Although few socioeconomic factors such as GDP and population density have been proved to have significant effects on water environment (Ahearn et al. 2005; Morrice et al. 2008), our study has not found any association between water quality parameters and socioeconomic factors in the Yunnan Plateau lakes. Morrice et al. (2008) have found that human population is the second strongest predictor of TP and chloride contents in water bodies and also a significant factor affecting several other water chemistry variables such as TN and Chl-a. There is no doubt that social and economic development in watersheds would increase the production of point and non-point-source pollution. However, considering the important roles of wastewater treatment efficiency and buffer capacity of deep lakes, it is not necessary that higher production of pollutants in watersheds will definitely lead to poor water quality in lakes. For instance, although watershed of the Fuxianhu Lake has the third largest GDP (36.53 × 108 Chinese yuan) among the nine lake watersheds, the Fuxianhu Lake remains oligotrophic due to its water depth (89.6 m) and high treatment efficiency of industrial and domestic wastewaters (YEPB 2006). The common developing way “pollution first, treatment later” in China is not the only mode of economic development in these plateau watersheds.

5 Conclusion

This study indicated that seven of the nine Yunnan Plateau lakes were eutrophic according to trophic state index. Most of the water quality parameters showed strong spatial variability, but no significant differences between the wet and dry seasons. Although agricultural development in watersheds would lead to the increased production of nutrients and other contaminants, this study found that the degradation of water quality in the Yunnan Plateau lakes could not be mainly attributed to the agricultural activities in watersheds.
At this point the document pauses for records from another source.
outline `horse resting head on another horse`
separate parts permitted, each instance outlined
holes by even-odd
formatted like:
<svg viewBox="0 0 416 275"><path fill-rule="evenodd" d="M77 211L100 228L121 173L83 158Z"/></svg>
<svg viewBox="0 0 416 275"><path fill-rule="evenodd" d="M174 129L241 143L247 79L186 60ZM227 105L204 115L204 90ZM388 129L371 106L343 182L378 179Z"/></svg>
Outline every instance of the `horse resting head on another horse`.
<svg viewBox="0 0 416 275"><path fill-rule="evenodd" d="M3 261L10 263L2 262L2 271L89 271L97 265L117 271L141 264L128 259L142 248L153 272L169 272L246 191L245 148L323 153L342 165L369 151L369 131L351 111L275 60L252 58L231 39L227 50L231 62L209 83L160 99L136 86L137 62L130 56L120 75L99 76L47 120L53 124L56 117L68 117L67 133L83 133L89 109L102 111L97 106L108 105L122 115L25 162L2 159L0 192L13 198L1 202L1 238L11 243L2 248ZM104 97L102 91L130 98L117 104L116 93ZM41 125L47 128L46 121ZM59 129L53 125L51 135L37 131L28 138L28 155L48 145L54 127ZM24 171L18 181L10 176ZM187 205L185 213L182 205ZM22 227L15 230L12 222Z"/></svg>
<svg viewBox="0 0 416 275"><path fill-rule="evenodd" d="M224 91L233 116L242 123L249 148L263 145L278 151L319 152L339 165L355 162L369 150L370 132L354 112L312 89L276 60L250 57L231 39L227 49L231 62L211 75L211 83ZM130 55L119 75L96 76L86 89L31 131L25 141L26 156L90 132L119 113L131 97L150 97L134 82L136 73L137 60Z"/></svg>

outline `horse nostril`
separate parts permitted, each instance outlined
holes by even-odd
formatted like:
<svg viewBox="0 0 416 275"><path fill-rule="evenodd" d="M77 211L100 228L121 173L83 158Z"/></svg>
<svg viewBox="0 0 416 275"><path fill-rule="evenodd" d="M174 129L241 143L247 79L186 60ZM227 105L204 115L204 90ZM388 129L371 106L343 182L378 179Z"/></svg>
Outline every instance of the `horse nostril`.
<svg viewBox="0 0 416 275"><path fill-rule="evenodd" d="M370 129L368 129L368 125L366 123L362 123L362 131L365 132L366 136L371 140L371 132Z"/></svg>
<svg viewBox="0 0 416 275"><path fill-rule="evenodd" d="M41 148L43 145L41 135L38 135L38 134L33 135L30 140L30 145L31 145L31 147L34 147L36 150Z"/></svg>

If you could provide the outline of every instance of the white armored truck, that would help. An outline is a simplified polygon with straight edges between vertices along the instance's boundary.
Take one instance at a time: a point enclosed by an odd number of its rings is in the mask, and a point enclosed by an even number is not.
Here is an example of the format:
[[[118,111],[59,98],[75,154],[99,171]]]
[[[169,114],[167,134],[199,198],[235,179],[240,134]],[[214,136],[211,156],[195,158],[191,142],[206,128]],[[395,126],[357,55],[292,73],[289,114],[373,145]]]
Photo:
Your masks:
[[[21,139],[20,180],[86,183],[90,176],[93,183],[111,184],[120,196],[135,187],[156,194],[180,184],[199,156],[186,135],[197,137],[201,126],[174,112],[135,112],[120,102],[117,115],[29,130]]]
Correlation analysis revealed that pollution control in the urban, industrial areas, and rural settlements was important for these plateau lakes, although all eutrophication parameters were well explained by the lake morphology characteristics in the multiple regression and redundancy analyses. This study would improve our understanding of the determinants of lake water quality and help design efficient strategies for controlling lake eutrophication in the plateau region.